The lessons for enactive theories of color perception, pointed to by Grush et al. in their target article, may also be expanded by including challenges constituted by other atypical color conditions, namely synesthetic color experiences.
Synesthesia is traditionally considered to be a phenomenon in which the stimulation of one sensory or cognitive pathway (the inducer) elicits involuntary and consistent sensory experiences (the concurrent) in the same or another modality (Baron-Cohen et al. 1987; Baron-Cohen & Harrison 1997; Ramachandran & Hubbard 2001a, 2001b). As a result, the stimuli corresponding to the inducer and the experiences associated with the concurrent form a highly integrated percept—a phenomenally-unified experience which may cover not only sensory modalities, but also various mental domains including conceptual, emotional, bodily, and motor aspects (Mroczko-Wąsowicz & Werning 2012; Mroczko-Wąsowicz 2013).
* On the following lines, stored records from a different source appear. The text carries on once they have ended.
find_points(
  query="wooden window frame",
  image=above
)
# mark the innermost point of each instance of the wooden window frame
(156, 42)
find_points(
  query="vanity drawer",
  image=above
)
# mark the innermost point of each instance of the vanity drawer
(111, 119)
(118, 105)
Such unification incorporates the central system and early stages of processing. Some synesthetes see colors when dealing with letters or numerals. Individuals with another kind of synesthesia perceive colored patterns in space when hearing sounds. The prevalence of the phenomenon depends on the particular type of synesthetic association, with grapheme-color synesthesia being the most common (Cytowic & Wood 1982; Mroczko-Wąsowicz & Nikolić 2013).
Color sensations are the most frequent synesthetic concurrents (Marks & Odgaard 2005), demonstrating color opponent properties and neural representations more or less similar to veridical color experiences (Nikolić et al. 2007; Hubbard et al. 2005; cf. Hupé et al. 2012; Van Leeuwen et al. 2010). For some forms of synesthesia color concurrents may also originate from information processing in regions of the cortex other than the visual. Recent neuroimaging studies demonstrate that synesthetic colors for numbers or mathematical formulas may also be produced when the visual cortex is not involved, i.e., by the activation of temporal, parietal, and frontal brain areas (Bor et al. 2007; Hupé et al. 2012; Brogaard et al. 2013). This suggests that information processing in non-visual brain regions may be a source of concurrent colors and therefore some forms of synesthesia can be seen as high-level perception proceeding via non-standard mechanisms. Such high-level synesthetic color perception for mathematical skills, though quite unusual, may provide supportive evidence for the conception of phenomenal liberalism and cognitive phenomenology.